Each shard in TSDB is responsible for storing a subset of the time-series data, and it uses a write-ahead log to record incoming writes in a durable and fault-tolerant manner. The shard also holds an in-memory index allowing fast lookups of time-series data.
When a shard receives a write request, the data is written to the buffer as a series of buckets. Each bucket is a fixed-size chunk of time-series data typically configured to be several minutes or hours long. As new data is written to the buffer, it is appended to the current bucket until it is full. Once the bucket is full, it is closed, and a new bucket is created to continue buffering writes.
Once a bucket is closed, it is stored as a single SST in a shard. The file is indexed and added to the index for the corresponding time range and resolution.
Read Path
The read path in TSDB retrieves time-series data from disk or memory and returns it to the query engine. The read path comprises several components: the buffer, cache, and SST file. The following is a high-level overview of how these components work together to retrieve time-series data in TSDB.

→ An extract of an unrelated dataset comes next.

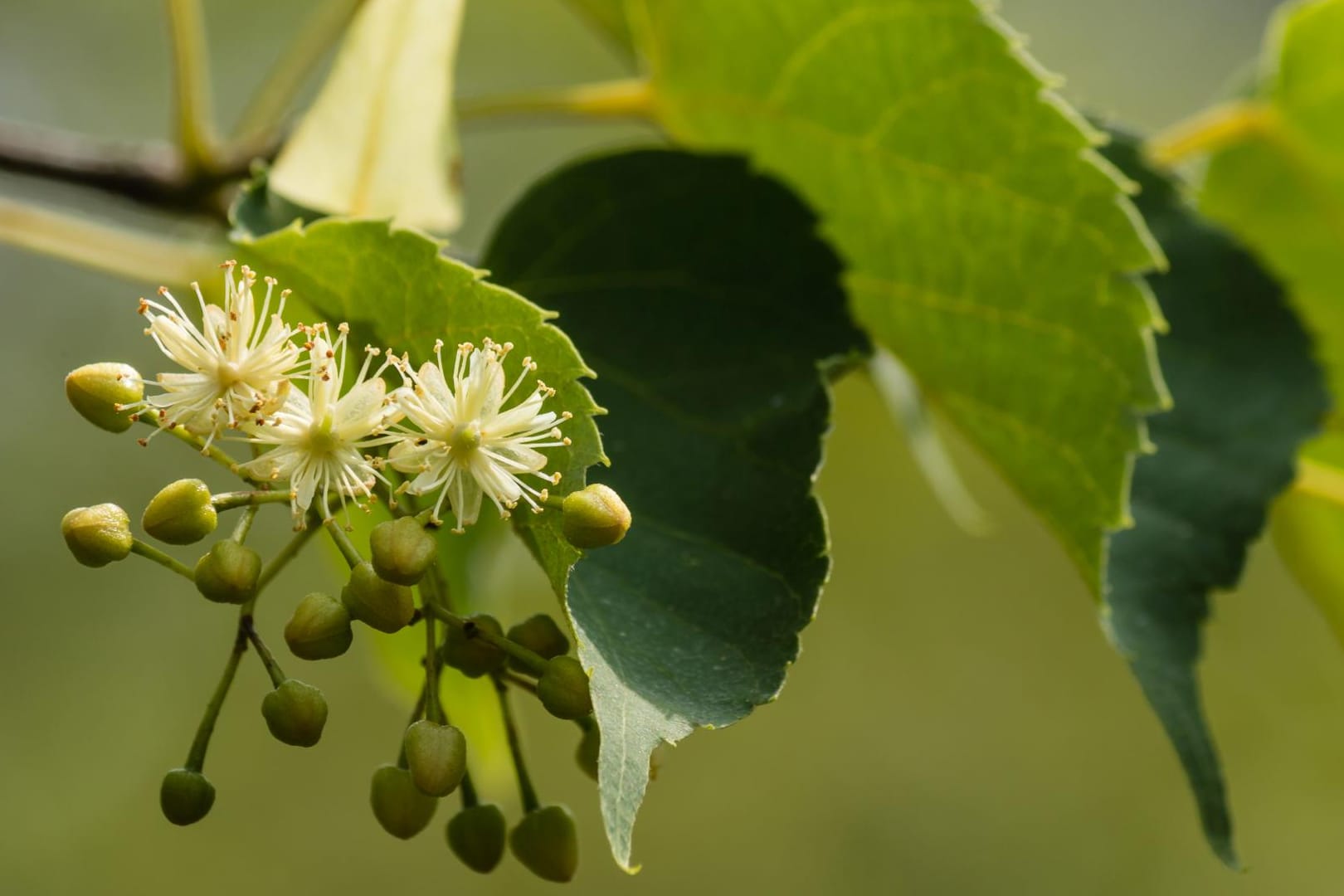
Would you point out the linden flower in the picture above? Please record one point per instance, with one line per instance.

The first step in the read path is to perform an index lookup to determine which blocks contain the desired time range. The index contains metadata about each data block, including its start and end time and its location on disk.
If the requested data is present in the buffer (i.e., it has been recently written but not yet persisted to disk), the buffer is checked to see if the data can be returned directly from memory. The read path determines which bucket(s) contain the requested time range. If the data is not present in the buffer, the read path proceeds to the next step.
If the requested data is present in the cache (i.e., it has been recently read from disk and is still in memory), it is checked to see if the data can be returned directly from memory. The read path proceeds to the next step if the data is not in the cache.
The final step in the read path is to look up the appropriate SST file on disk. Files are the on-disk representation of data blocks and are organized by shard and time range. The read path determines which SST files contain the requested time range and reads the appropriate data blocks from the disk.